By Helena Maffei
When I was a kid, my favorite part of a playground was the swings. A visit wasn’t complete until I got, at least, a short turn on the swings, and any playground without “big-kid” swings became off-limits once I outgrew the “baby swings.” The swings were the only reason I went to the playground at all. There was something about pushing myself off the ground with my toes, then pumping my legs while leaning back, and pulling at the chains to gain momentum. I felt strong and free, being able to lift myself through nothing but my own power.
It took a while to get there. I remember years of needing to be pushed by my dad while other kids my age propelled themselves, uselessly bending my knees and waving my ankles in an attempt to mimic the movements that got them so effortlessly off the ground. But I eventually got the hang of it — and once I did, it became like second nature, a rhythm I could easily fall into with a simple push off the ground.

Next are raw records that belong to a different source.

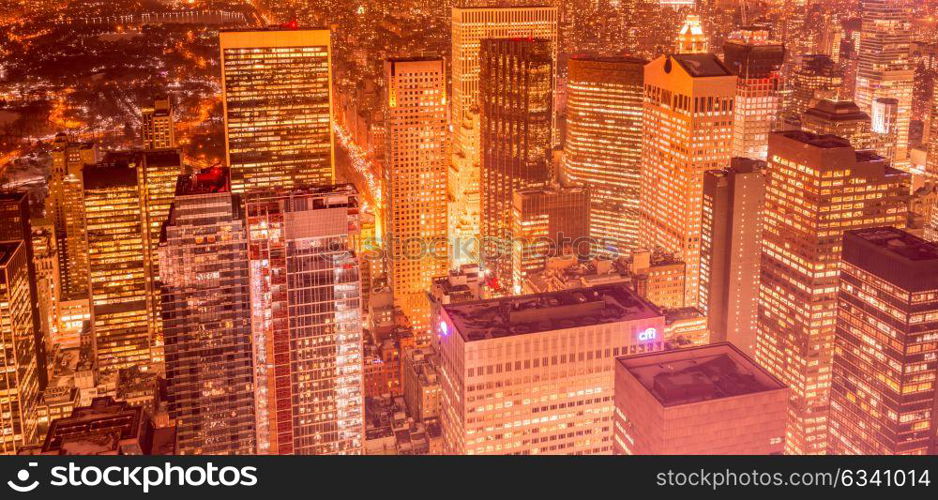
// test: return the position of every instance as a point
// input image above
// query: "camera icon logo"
(21, 485)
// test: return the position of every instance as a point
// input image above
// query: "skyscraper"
(547, 222)
(117, 246)
(206, 314)
(516, 97)
(68, 212)
(603, 146)
(158, 170)
(883, 393)
(884, 70)
(756, 60)
(306, 320)
(15, 216)
(688, 130)
(277, 97)
(415, 170)
(533, 374)
(158, 128)
(838, 189)
(705, 400)
(469, 27)
(730, 251)
(19, 366)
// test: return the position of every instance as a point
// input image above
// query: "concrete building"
(532, 375)
(706, 400)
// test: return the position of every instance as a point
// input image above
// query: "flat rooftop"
(508, 316)
(702, 65)
(894, 255)
(698, 374)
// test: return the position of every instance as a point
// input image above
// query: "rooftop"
(895, 256)
(702, 65)
(698, 374)
(508, 316)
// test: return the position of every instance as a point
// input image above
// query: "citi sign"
(650, 333)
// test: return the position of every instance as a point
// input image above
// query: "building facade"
(705, 400)
(688, 130)
(277, 100)
(603, 145)
(469, 27)
(730, 251)
(533, 375)
(883, 394)
(839, 189)
(306, 320)
(415, 172)
(206, 317)
(516, 98)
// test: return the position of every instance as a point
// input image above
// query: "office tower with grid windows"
(306, 320)
(756, 60)
(15, 224)
(883, 393)
(206, 312)
(277, 99)
(547, 222)
(469, 27)
(115, 223)
(158, 130)
(516, 97)
(68, 212)
(533, 374)
(816, 79)
(19, 367)
(415, 172)
(885, 71)
(603, 146)
(688, 130)
(818, 187)
(730, 251)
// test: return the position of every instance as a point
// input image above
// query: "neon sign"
(650, 333)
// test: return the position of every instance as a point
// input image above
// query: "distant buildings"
(884, 71)
(547, 222)
(840, 189)
(415, 175)
(707, 400)
(731, 251)
(117, 239)
(158, 125)
(756, 61)
(20, 365)
(883, 391)
(67, 210)
(469, 27)
(306, 320)
(516, 101)
(532, 375)
(604, 145)
(206, 318)
(688, 130)
(277, 96)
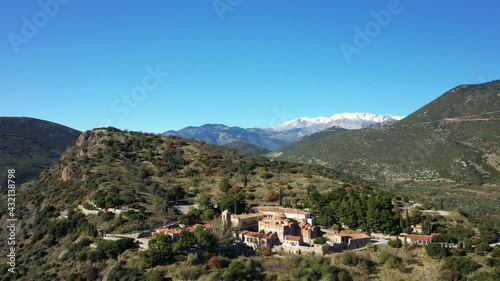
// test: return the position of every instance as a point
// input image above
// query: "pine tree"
(281, 197)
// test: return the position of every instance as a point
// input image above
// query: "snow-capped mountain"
(348, 121)
(276, 137)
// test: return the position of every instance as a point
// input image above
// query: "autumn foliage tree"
(215, 263)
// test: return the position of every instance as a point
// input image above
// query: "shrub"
(350, 258)
(460, 264)
(189, 273)
(320, 240)
(436, 251)
(395, 243)
(215, 263)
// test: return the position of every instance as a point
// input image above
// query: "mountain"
(274, 138)
(144, 174)
(30, 145)
(348, 121)
(448, 145)
(248, 148)
(221, 134)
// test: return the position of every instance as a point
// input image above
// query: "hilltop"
(30, 145)
(248, 148)
(282, 134)
(144, 175)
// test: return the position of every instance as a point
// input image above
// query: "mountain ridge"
(449, 147)
(280, 135)
(31, 145)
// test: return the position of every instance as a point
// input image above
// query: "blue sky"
(245, 63)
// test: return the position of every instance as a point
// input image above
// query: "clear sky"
(244, 63)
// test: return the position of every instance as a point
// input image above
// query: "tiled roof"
(293, 238)
(282, 210)
(420, 237)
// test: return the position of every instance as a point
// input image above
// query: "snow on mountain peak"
(344, 120)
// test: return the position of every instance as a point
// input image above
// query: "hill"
(282, 134)
(247, 148)
(145, 175)
(451, 144)
(30, 145)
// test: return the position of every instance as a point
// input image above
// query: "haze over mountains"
(276, 137)
(449, 145)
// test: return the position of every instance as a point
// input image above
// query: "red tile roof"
(293, 238)
(281, 210)
(420, 237)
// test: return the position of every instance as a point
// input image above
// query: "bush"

The rhythm of swinging is why I keep coming back to it as an adult. The last few years of my life have been filled with classwork, job applications, and writing projects. I have to muster up a lot of energy to complete these tasks — energy that tends to worm its way into my legs and feet and stay there even when I’m not using those parts of my body. After several hours at a desk, there is no better way to burn off the excess energy than by walking through Central Park to the Pinetum Playground and taking a good, old-fashioned swing.
Located mid park between 84th and 86th streets, fenceless, the Pinetum Playground, is less of a playground than two sets of swings — one for babies and one normal-sized — and a pair of chin-up bars, located at the Arthur Ross Pinetum, an arboretum in Central Park containing 17 varieties of pine trees. I was first introduced to the Pinetum in early adolescence, while I was being homeschooled; there was a group of moms, all homeschooling girls my age, that my mom and I would meet up with on a weekly basis for “homeschool recess.”
There wasn’t much to do at the Pinetum compared to other playgrounds — and that’s what makes it so appealing to me as an adult. Other playgrounds are always packed with children, a good third of them either on or waiting for a swing. Playgrounds are considered spaces for children, after all; if there are five kids and one adult in line for the next available swing and the adult takes it…imagine what people would think!
There’s not so much a sense of the Pinetum as a children’s space, and that makes it a good place for adults who want to swing, just like in the old times. That’s another reason swinging is still so enjoyable to me — it’s one of the few things from my childhood that hasn’t changed since I’ve grown up. It still has that same, simple rhythm that I’m never going to lose.
I too am an adult that enjoys swinging at the pinetum, the one place in the area childless adults are allowed to. Unfortunately, a couple weeks ago, they just replaced the swing seats with smaller/tighter swings that say they are only rated for children :-/. I’m not sure who can be contacted about going back to more adult friendly seats.
Bring back the old swing seats. Swinging is not only for children. (I’m 74)
Let’s hear it for swings and for kids’ agency! I remember flying into the air when the rusted hook on our swing broke through. And I remember kids’s disputes at the swingsets in the old days, when adults weren’t around, and we had to resolve the disputes ourselves. Which we sort of did, sort of.
Let’s hear it for swings!
I thought for a second that Plato’s Retreat was back!
When I was a child, my father hung a swing off one of our tall, sturdy wooden prewar apartment door frames. Several of my friends had swings in their apartments, too. That’s probably strictly forbidden now, and with good reason, but it was one of my favorite things growing up.
The playgrounds weren’t so safe then (my mother was robbed while I was on the swings in one upper 80s playground, and she told the men, “Take what you want, just leave my daughter alone”), so maybe that was why my father put a swing in at home. I remember being very sad when I got too big and heavy to use it.
If there were adult-sized swings in the park, I would be very tempted to use them, but I think enclosed playgrounds should be reserved for children.
“How do you like to go up in a swing, up in the air so blue?”
When I first moved to the UWS I discovered the swings in the Pinetum and it became a regular part of my life. Not only is swinging so much fun! it’s also great exercise. Go, enjoy!
The swings in the Pinetum is one of my favorite places in the Park!
Not the “swinging” fondly recalled from the 1960’s.